Dabei ist nicht einmal sicher, ob der Nachhaltigkeitsmanager überall im Unternehmen gern gesehen ist. Neuerungen an althergebrachten Strukturen bringen Verunsicherung mit sich und führen mitunter zu Abwehrreaktionen unter den Kollegen.
„Bisher sind wir doch auch ohne großes Umwelt-Tam-Tam sehr erfolgreich gewesen“, schlägt ihm oder ihr da in BAU(business-as-usual)-Manier entgegen. Sollten wir uns nicht auf unser Kerngeschäft konzentrieren statt zu versuchen, die Probleme der Welt zu kurieren?

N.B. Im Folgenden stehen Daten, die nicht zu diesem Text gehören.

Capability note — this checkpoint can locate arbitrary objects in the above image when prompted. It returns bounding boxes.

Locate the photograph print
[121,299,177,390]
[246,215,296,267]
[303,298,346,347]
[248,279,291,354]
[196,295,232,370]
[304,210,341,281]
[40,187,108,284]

So oder so ähnlich mag sich manch einer innerhalb der Belegschaft fühlen. Nicht ganz zu Unrecht, denn ein Unternehmenswandel erfordert einen Wandel in den Köpfen aller Mitarbeiter.
CSR-Manager sind auf Unterstützung angewiesenDie Kontrolle durch einen Umweltbeauftragten ist in diesem Fall unerwünscht. Deshalb muss der Nachhaltigkeitsmanager nicht nur Vermittler, er muss auch Informant sein. In seiner Verantwortung steht es, die Beweggründe für ein verstärktes gesellschaftliches Engagement und die Beteiligung an Umweltprojekten zu klären und erklären.
Die Unterstützung der Führungsebene ist hier das entscheidende Kriterium. Geht sie mit leuchtendem Beispiel voran – zum Beispiel, indem sie Entscheidungswege für Effizienzmaßnahmen verkürzt, Videotelefonie zwischen den Standorten vorantreibt oder gute Vorschläge aus der Belegschaft wertschätzend sichtbar macht?
Unabhängig von den Fähigkeiten der Person wird keiner erwarten können, dass ein einzelner Mitarbeiter die Unternehmensphilosophie von Grund auf neu denkt und auf Nachhaltigkeit trimmt. Im nächsten Teil meiner Kolumne werde ich deshalb näher darauf eingehen, welche Rahmenbedingungen das Schaffen eines Nachhaltigkeitsbeauftragten wirksam werden lassen.